Smoke at startup could be sticky rings ( id shoot some PB blaster into the combustion chamber , let it soak a bit to see if it frees things up a bit) or worn rings - carbon build up, could need a carb rebuild .

Best bet for a single wire alternator, use a older GM automobile alternator - make a mount in the front of the motor to use one of those extra pulleys , just unhook the charging part of the starter/generator.

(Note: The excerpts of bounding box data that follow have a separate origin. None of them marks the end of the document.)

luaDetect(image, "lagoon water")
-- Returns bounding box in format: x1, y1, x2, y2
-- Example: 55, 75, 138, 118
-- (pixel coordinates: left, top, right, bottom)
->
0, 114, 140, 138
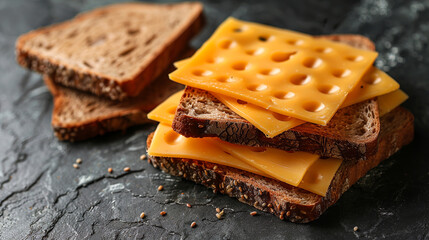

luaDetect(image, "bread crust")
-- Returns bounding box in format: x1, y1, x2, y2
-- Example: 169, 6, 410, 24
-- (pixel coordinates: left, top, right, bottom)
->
147, 107, 414, 223
16, 2, 204, 100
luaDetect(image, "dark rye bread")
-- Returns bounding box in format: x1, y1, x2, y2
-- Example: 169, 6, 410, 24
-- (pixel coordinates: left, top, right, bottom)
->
147, 107, 414, 223
16, 2, 203, 100
173, 35, 380, 160
44, 64, 184, 142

As for an engine upgrade, id stick with an older opposed twin horizontal or single cylender horizontal - i dont really care much for the newer style motors, might look odd on an older tractor .


----------



## trs11758 (Oct 19, 2010)

*used sea foam to free it up...*

when i first got it..turned easily by hand..cleaned out carb fully,new filter,new fuel line,spark plug, boiled gas tank out. it fired up nicely..muffler was shot and loud...i did not hear rod knock until i added the stock Harley exhaust was added (ironically not that loud, but i got more power from it,go figure).i have to find an illustration to get parts first to do rebuild..or replace if i find a sweet deal on a bolt in replacement..If i start getting into the motor, it will be completely rebuilt..


----------



## dangeroustoys56 (Jul 26, 2010)

Itd still be worth it to rebuild the old motor if you find a replacement - always good to have a spare motor or two.


----------